Extrusion and milling together changed the physicochemical properties of MPC80. Chemical changes and protein aggregations occurred in HPN bars prepared with either type of MPC80. Thus, the physicochemical properties of the formulating powder require consideration for desired HPN bar texture and stability. © 2017 Society of Chemical Industry.

摘要

背景

挤压和研磨的乳蛋白浓缩粉,特别是蛋白质含量为800 g/kg的那些(即MPC80),赋予了高蛋白营养(HPN)棒柔软性、粘性和质地稳定性。本研究评估了挤压和传统生产(即喷雾干燥)的MPC80的一些物理化学性质,以解释这些改善。

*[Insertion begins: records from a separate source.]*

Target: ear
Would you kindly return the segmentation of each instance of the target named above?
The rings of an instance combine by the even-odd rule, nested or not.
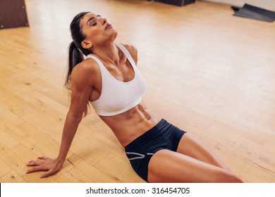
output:
[[[89,49],[92,48],[92,44],[89,41],[84,40],[81,42],[81,46],[84,49]]]

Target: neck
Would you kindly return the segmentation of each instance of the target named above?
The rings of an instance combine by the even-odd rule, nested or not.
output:
[[[113,42],[105,46],[97,46],[93,49],[93,53],[99,56],[106,63],[110,63],[115,65],[119,64],[120,57],[118,50]]]

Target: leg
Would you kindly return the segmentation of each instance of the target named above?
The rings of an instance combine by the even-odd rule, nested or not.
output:
[[[188,133],[185,134],[181,138],[177,152],[230,172],[225,164],[209,148]]]
[[[149,182],[241,182],[228,170],[169,150],[161,150],[148,166]]]

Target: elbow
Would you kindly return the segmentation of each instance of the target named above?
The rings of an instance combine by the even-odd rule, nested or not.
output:
[[[82,118],[82,114],[75,114],[71,112],[68,112],[67,114],[67,119],[70,120],[71,122],[79,124]]]

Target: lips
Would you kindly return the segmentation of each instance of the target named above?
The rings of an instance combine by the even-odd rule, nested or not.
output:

对MPC80配方的HPN棒在储存期间的蛋白质化学变化和聚集情况进行了表征。

结果

与喷雾干燥对照相比,挤压的MPC80粉末具有更宽的粒度分布(P < 0.05)和更小的体积加权平均直径(P < 0.05)。挤压和研磨MPC80后,松装密度、振实密度和颗粒密度增加(P < 0.05),相应地,封闭空气体积和间隙空气体积减少(P < 0.05)。挤压降低了MPC80的持水能力(P < 0.05)和溶解度(P < 0.05),但提高了其润湿性(P < 0.05)。挤压后MPC80的游离巯基(P < 0.05)和游离胺(P < 0.05)浓度降低。在HPN棒储存期间,巯基和胺浓度发生变化(P < 0.05),二硫键连接的聚集体,更显著的是美拉德反应诱导的聚集体形成。

结论

挤压和研磨共同改变了MPC80的物理化学性质。用任何一种MPC80制备的HPN棒中都发生了化学变化和蛋白质聚集。因此,为了获得所需的HPN棒质地和稳定性,需要考虑配方粉末的物理化学性质。© 2017化学工业协会。